Patient clinical settings and features
The main clinical features were postcataract endophthalmitis (n = 13, 34%) and endophthalmitis associated with corneal ulcer (n = 12, 32%), trauma (n = 6, 16%), endogenous etiology (n = 4, 11%), trabeculectomy (n = 2, 5%), and pterygium excision-related scleral ulcer (n = 1, 3%). Among 12 eyes with corneal ulcer–related endophthalmitis, nine (75%) of them had been subjected to penetrating keratoplasty (PK). Penetrating trauma caused endophthalmitis in three eyes, and an intraocular foreign body (IOFB) caused endophthalmitis in the remaining three eyes.

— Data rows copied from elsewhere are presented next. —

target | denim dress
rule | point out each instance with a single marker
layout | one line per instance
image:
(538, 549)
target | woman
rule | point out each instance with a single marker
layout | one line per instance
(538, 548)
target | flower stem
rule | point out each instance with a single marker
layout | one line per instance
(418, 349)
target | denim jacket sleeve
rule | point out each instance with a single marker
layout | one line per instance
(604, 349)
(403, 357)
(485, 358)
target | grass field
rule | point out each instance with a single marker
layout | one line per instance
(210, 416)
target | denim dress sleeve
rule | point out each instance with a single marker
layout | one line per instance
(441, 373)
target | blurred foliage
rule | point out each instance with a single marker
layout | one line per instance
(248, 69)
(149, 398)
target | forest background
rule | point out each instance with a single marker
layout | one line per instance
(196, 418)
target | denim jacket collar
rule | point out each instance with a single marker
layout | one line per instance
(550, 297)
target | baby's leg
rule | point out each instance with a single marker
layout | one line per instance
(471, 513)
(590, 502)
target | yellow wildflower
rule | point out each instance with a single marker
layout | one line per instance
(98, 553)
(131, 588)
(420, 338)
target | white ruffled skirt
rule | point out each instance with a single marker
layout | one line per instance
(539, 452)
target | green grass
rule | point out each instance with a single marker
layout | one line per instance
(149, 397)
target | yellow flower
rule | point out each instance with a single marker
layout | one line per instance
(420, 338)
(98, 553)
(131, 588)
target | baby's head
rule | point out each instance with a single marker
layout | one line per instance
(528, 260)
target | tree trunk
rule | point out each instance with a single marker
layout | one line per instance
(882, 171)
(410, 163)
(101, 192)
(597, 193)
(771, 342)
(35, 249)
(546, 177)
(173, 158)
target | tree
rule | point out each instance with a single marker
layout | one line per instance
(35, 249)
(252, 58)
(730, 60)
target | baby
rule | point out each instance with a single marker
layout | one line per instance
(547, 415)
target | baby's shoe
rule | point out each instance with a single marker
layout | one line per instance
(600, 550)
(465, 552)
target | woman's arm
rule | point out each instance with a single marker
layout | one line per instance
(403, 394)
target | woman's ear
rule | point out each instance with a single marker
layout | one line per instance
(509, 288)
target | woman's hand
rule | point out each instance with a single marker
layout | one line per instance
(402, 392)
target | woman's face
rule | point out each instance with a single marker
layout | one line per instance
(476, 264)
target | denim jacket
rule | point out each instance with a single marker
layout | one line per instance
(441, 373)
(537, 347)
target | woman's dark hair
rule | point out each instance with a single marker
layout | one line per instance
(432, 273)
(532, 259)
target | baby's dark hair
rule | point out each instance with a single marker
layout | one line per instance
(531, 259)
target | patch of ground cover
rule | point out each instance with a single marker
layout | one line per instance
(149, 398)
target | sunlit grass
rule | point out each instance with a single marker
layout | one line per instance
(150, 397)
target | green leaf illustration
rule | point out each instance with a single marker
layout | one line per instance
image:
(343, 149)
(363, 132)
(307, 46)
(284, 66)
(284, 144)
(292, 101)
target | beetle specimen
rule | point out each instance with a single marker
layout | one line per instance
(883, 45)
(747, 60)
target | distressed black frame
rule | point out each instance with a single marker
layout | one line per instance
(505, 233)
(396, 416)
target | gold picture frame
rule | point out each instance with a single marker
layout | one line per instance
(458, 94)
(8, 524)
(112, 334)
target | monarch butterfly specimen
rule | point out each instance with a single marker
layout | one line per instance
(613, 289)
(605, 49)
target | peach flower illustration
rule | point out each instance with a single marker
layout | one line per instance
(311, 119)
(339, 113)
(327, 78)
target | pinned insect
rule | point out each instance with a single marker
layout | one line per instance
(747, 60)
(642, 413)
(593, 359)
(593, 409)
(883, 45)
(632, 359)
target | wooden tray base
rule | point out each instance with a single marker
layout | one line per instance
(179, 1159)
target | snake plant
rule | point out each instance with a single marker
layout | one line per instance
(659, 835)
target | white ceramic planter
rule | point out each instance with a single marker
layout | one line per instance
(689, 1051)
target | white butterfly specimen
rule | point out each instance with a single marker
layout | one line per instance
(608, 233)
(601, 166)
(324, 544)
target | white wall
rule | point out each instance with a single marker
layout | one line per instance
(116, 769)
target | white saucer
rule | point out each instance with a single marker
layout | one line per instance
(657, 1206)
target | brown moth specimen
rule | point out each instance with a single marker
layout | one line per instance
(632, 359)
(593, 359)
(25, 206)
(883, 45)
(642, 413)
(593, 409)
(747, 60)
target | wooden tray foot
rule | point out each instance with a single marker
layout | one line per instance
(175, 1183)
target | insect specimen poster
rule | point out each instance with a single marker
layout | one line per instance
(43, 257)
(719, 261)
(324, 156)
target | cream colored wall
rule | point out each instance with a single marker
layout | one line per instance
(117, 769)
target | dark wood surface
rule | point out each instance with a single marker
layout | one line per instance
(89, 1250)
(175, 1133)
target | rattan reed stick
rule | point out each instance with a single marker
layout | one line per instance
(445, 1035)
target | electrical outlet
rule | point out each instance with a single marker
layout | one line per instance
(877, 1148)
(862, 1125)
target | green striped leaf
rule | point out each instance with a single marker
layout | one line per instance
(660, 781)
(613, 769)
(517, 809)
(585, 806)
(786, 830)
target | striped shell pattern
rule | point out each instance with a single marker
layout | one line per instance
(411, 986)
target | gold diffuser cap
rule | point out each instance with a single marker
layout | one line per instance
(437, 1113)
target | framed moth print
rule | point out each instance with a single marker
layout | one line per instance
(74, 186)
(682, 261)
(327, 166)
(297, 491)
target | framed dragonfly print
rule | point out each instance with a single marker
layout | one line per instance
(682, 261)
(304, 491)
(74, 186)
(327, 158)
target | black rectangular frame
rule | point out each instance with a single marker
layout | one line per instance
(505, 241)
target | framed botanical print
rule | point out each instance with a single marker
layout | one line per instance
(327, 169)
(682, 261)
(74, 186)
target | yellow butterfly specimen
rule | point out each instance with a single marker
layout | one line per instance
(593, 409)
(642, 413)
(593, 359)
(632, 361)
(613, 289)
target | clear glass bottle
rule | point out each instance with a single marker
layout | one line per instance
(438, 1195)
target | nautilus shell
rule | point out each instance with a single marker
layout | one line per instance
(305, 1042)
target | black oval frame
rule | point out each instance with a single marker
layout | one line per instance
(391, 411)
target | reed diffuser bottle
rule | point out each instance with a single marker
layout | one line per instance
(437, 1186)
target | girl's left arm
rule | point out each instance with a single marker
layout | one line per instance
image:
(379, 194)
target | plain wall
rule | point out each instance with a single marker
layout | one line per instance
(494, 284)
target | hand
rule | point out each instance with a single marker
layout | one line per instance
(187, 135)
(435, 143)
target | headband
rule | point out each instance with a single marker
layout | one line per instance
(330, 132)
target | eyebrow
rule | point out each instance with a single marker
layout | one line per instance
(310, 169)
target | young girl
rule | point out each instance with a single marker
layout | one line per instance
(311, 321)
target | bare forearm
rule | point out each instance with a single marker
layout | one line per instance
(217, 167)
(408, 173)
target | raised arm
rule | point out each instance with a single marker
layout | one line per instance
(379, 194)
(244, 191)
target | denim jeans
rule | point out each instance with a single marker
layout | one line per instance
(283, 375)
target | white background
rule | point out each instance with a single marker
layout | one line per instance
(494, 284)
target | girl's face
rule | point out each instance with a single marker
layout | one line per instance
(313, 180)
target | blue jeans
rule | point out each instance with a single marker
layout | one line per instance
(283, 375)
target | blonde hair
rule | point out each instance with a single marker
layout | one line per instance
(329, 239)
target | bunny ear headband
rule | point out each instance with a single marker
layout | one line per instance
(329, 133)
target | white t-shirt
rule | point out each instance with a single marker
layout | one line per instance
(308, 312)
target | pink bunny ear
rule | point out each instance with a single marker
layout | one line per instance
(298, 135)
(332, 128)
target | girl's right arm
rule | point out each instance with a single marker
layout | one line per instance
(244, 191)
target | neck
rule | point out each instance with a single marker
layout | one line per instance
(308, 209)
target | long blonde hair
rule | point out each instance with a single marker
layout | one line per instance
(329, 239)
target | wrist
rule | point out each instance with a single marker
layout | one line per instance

In the endogenous etiology group, endogenous causes included infective endocarditis and pneumonia, and two patients had unidentified primary sources of infection. One patient with scleral ulcer–related endophthalmitis underwent a complicated pterygium excision with subsequent scleral grafts. All patients with postcataract endophthalmitis developed acute-onset endophthalmitis (median, 3 days; range, 1 to 8 days). The two patients with trabeculectomy–associated etiologies developed endophthalmitis 2 years and 4 years posttrabeculectomy, respectively. The mean interval between trauma and diagnosis of endophthalmitis was 2 days (range, 1 to 4 days).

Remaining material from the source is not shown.